Becky really didn’t mind. It made things more interesting when the kids were underfoot, but it did make it harder as well. Because they all wanted to help too. Which was fun, but she was getting paid to clean, not follow behind a two-year-old with a mop pretending to clean.
She wasn’t sure how many kids Vera and Dominic had. It changed, since they fostered some, who went in and out. Right now, they had a toddler and a preschooler, along with their older children.
She’d never met such bighearted people, and Vera was one of her heroes.
Taking a deep breath, she yanked on the door latch and shoved her shoulder against it to get the door open. It complied with a shriek, and it almost felt like it was complaining about the cold, which Becky could not fault it for.
After this, she had the church to clean, which was always a fun and peaceful time.
And then she had to check in on Mr. Harris, who lived by himself.
He only had a woodstove for heat, and Becky made sure that he had chopped wood brought into the house every day.
He didn’t really pay her a whole lot. But she couldn’t quit that job.

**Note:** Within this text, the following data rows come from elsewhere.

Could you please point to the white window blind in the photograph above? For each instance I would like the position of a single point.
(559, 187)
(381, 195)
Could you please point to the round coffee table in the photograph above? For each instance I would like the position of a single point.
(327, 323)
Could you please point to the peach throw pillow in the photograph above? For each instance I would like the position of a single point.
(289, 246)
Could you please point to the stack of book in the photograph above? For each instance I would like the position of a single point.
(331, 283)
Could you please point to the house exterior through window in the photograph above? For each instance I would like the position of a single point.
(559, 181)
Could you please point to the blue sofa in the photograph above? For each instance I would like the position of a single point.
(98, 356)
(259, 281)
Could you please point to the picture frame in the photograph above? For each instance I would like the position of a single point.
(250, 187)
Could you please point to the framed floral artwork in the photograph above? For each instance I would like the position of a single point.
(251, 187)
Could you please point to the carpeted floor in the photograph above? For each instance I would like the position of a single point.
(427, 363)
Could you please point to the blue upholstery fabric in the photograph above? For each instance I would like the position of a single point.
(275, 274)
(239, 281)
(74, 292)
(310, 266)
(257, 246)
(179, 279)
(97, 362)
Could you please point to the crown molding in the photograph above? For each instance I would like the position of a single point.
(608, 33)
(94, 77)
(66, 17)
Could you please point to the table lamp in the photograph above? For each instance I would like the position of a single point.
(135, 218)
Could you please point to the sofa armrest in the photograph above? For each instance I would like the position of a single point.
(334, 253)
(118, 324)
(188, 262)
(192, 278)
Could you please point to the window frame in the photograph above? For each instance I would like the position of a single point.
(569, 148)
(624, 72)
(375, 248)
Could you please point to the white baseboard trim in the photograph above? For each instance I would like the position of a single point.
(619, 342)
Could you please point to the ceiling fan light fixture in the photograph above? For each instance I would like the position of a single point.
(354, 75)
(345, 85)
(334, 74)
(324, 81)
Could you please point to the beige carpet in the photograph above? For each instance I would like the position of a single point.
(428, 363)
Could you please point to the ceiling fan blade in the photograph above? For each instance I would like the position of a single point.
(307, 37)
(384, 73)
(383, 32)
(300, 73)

Mr. Harris’s children wanted to send him to a home, and he was trying as hard as he could to stay in the home he loved.
He was in a sound mind and in pretty good physical condition, but at his age, which was eighty-eight, it was not a good idea for him to go outside and get his own firewood.
Especially in the winter after it had snowed.
So, she shoveled the walk, made sure that his paper had been brought in, and that he had firewood. Occasionally she grabbed groceries for him too. She would get the groceries more if she could afford to spend the money on it.
Seeing the day’s work stretch out ahead of her, she trudged up the walk to get started.